Network Situational Awareness
Today’s organizations need network situational awareness which will enable them to gain comprehensive intelligence on every connection, device and leak path across the enterprise – closing the gap on network visibility. This is the first step in proactive network security.
Network situational awareness involves the collection, correlation and normalization of network information to produce a common operational picture of the network infrastructure. It provides a comprehensive visualization of the current IT infrastructure, identifying critical and/or sensitive infrastructure components. Network situational awareness also involves identification of policy violations and potential network vulnerabilities. The foundational intelligence is required to make decisions impacting security, compliance and forensics.
Network security managers need to obtain an authoritative census of the network architecture, including real-time network infrastructure change (broadcast, OSPF, BGP, etc.) and policy violations. They need answers to questions such as: What does the network really look like? What devices are really using it? How? Does this violate policy?

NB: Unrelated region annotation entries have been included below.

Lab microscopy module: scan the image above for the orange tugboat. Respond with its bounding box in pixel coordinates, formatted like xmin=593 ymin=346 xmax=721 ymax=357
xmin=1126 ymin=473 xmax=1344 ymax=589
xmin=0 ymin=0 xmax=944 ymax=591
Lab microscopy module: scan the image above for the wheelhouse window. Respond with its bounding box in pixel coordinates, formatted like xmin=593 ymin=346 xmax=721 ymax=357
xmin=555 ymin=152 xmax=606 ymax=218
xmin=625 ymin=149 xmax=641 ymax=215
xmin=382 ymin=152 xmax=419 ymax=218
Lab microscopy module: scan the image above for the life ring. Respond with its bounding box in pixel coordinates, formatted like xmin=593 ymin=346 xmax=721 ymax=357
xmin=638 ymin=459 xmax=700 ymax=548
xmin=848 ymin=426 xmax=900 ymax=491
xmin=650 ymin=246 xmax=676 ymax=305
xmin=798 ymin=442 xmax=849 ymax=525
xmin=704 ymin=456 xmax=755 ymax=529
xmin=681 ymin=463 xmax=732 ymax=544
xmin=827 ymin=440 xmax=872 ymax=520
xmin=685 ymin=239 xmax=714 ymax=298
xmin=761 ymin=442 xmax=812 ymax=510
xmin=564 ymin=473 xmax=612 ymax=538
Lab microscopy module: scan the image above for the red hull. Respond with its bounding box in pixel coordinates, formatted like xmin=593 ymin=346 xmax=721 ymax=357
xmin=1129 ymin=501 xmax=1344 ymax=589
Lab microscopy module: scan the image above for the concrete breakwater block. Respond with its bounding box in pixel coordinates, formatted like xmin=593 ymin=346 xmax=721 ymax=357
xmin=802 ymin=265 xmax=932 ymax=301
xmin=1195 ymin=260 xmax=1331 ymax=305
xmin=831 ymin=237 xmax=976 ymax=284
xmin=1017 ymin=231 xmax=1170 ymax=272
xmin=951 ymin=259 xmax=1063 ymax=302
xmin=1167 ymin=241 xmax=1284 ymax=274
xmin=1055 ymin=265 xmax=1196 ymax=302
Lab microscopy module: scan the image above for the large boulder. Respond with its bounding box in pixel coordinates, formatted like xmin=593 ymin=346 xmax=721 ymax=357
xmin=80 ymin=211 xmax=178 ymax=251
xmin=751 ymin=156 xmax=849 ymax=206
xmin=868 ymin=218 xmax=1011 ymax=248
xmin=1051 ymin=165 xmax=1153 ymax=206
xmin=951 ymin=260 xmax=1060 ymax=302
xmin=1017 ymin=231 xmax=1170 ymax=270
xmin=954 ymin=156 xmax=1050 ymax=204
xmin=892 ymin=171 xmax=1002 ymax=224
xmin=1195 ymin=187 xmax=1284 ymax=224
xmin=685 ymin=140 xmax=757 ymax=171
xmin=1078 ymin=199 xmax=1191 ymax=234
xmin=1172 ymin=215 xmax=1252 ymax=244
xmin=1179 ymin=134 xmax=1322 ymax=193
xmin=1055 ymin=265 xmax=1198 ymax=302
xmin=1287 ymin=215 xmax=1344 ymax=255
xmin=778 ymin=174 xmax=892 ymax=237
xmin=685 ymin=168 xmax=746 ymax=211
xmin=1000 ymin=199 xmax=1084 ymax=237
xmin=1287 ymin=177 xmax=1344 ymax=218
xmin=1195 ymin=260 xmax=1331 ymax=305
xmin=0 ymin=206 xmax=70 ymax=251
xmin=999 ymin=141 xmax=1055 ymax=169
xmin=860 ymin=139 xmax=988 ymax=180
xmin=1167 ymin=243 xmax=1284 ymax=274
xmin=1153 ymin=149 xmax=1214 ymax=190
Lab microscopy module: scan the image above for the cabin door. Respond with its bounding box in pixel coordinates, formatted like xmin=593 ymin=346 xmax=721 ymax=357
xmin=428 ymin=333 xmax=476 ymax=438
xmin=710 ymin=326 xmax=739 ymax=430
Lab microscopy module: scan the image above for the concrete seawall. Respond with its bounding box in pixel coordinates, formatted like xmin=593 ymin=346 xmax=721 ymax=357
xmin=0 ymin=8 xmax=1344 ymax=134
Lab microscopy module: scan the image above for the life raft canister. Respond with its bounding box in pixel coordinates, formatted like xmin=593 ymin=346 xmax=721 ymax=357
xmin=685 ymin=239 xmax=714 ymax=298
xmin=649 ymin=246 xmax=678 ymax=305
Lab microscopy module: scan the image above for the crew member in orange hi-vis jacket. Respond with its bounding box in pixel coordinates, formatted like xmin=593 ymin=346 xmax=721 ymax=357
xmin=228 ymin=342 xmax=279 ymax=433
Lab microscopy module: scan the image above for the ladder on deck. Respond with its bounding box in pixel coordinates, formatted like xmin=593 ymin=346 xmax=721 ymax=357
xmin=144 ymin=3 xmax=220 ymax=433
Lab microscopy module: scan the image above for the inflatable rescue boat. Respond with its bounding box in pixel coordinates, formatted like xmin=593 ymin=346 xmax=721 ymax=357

In order to secure a network, managers need to understand the true topology of a network – the address space that is in use, and the connections that are accessible. They need to have a comprehensive device census and profiles of the devices. They need to understand port usage and identify certificates in use. They need to understand the “edge” of the network under management.
Network security managers need to identify unknown networks, potential leak paths (internal or to the public Internet), and forwarding policy violations to assure that network segmentation is in place and effective. They need answers to questions such as: What network enclaves are really able to reach others? Does this violate policy? Is there any forwarding between multi-homed hosts? Are there any unauthorized bridging devices on my network? Managers need to understand the segmentation between hybrid physical/virtual environments.
The larger the network, the more important – perhaps critical – it is to have this network situational awareness.
The state of the network is complex and constantly changing. But the state of the network can be tracked, based off of real findings starting with an authoritative census of the network infrastructure.